Uber, cuyas oficinas centrales se encuentran en el barrio Mission Bay, en San Francisco, volvió a abrir sus puertas esta semana para el 20 por ciento de su personal. Entre lunes y martes, unos 100 empleados -de los 3.500 que cumplen funciones en esa zona- retornaron al edificio corporativo. Lo hicieron de manera voluntaria y sin la obligación de tener que ir todos los días o quedarse allí durante toda la jornada.
Quienes deciden volver deben sacar un “pase COVID”, que implica firmar un documento legal mediante el cual afirman conocer los protocolos de cuidado contra el coronavirus, realizarse pruebas de salud periódicas y tener un lugar asignado en la oficina para que Uber pueda asegurar la distancia social y la capacidad permitida. La empresa ha confirmado que este sistema estará vigente hasta al menos el 13 de septiembre, fecha en la que volverán a evaluar el sistema de trabajo más conveniente.
Facebook, por su parte, anunció que reabrirá sus oficinas en Silicon Valley mayo, pero solo a un 10 por ciento de su capacidad. No obstante, la compañía indicó que esa cifra podría incrementarse gradualmente hasta llegar al 50 por ciento.
“La salud y seguridad de nuestros empleados y vecinos en esta comunidad sigue siendo nuestra prioridad. Por eso el proceso de reapertura es mesurado”, confirmó en un comunicado Choe Meyere, vocera de la red social, quien también aseguró que a quienes vuelvan a la oficina se les realizarán exámenes del COVID semanales. De todos modos, según declaró Mark Zukerberg, presidente y fundador de Facebook, los empleados que quieran permanecer trabajando de manera remota podrán hacerlo durante la próxima década.
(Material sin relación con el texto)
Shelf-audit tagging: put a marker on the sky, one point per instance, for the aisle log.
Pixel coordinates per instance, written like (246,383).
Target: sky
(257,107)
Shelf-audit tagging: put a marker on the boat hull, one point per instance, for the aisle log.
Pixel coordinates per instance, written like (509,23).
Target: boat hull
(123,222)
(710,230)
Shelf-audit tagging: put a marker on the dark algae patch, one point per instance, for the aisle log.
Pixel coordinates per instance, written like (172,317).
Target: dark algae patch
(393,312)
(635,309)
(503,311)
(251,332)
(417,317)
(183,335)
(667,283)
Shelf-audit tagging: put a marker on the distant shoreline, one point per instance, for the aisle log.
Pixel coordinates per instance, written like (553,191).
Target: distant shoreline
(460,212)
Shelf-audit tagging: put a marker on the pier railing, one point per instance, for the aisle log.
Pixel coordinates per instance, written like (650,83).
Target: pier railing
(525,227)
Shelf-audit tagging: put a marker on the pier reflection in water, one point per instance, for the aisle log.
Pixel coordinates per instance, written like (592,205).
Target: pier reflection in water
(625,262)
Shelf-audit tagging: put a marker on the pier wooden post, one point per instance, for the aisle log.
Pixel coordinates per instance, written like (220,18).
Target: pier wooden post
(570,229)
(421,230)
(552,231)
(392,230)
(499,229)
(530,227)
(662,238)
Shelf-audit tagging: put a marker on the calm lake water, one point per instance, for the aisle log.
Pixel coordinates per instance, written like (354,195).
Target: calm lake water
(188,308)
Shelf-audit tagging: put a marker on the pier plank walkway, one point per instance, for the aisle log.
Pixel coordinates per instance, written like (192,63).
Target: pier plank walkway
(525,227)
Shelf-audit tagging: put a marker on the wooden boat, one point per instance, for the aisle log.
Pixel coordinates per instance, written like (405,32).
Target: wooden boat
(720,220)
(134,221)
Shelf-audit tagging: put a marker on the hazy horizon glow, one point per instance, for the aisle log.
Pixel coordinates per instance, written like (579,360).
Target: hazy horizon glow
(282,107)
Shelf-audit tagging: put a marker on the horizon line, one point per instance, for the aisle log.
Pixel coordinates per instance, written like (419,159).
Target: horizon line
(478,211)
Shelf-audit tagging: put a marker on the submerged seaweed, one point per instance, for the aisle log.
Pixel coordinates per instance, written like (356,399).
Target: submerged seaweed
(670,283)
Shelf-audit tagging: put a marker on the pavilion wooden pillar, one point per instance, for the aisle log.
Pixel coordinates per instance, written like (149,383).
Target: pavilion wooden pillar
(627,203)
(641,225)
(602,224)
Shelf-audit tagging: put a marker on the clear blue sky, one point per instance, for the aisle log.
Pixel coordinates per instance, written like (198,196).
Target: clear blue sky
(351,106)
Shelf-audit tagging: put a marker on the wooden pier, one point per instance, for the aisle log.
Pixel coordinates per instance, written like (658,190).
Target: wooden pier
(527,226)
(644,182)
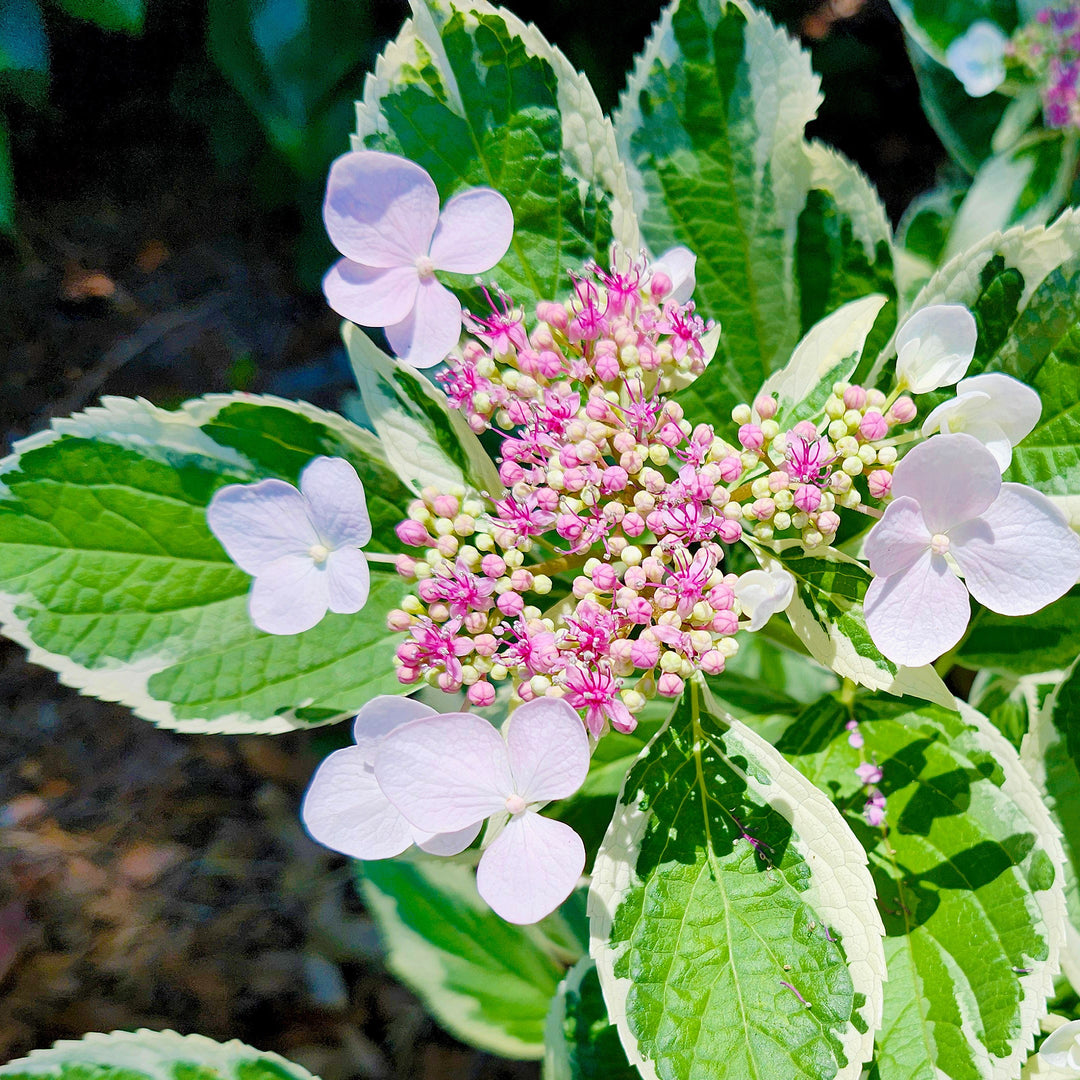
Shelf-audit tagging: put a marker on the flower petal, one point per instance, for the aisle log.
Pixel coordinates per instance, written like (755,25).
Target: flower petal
(899,539)
(952,477)
(345,809)
(288,596)
(380,716)
(935,346)
(380,210)
(919,615)
(426,336)
(336,501)
(549,750)
(763,593)
(446,844)
(530,868)
(260,523)
(1020,555)
(368,296)
(348,580)
(473,233)
(445,772)
(678,264)
(1013,405)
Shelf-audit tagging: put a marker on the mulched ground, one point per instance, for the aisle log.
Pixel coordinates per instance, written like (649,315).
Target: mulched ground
(153,879)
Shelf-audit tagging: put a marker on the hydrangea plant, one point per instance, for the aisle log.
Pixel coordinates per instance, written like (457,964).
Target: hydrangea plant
(709,618)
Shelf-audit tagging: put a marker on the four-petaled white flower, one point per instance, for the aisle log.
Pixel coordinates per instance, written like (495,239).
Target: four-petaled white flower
(949,511)
(764,593)
(997,409)
(935,347)
(302,548)
(449,772)
(977,57)
(381,213)
(345,808)
(1060,1053)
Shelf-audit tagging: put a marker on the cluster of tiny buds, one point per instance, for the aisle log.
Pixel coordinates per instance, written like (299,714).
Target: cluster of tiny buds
(810,474)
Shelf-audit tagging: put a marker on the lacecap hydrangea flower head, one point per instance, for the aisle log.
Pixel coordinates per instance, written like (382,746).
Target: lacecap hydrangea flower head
(598,577)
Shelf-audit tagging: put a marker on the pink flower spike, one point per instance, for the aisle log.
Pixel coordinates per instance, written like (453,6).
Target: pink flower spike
(381,212)
(345,808)
(449,768)
(302,548)
(1012,544)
Google ha dicho que sus empleados podrían volver a las oficinas a partir de abril. Las reaperturas variarán según cada oficina y lo harán “con capacidad reducida basada en criterios específicos que incluyen el incremento de las vacunas disponibles y tendencias descendentes en la cantidad de casos de COVID-19″, indicó la empresa en un correo electrónico reportado por The New York Times.

Twitter no ha anunciado fecha para el retorno, aunque se sabe que cuando suceda, abrirán a un 20 por ciento de su capacidad. No obstante, la empresa anunció el año pasado que sus empleados tendrían la posibilidad de trabajar de manera remota por tiempo indefinido.
No obstante, hay cambios catalizados por la pandemia que serán más difíciles de retrotraer. En Estados Unidos, más que en otros países, se ha dado un fenómeno mediante el cual los empleados dejaron sus hogares cercanos a la oficina y se mudaron a otras zonas del país -con precios más accesibles o más espacios abiertos- porque pueden trabajar de manera remota.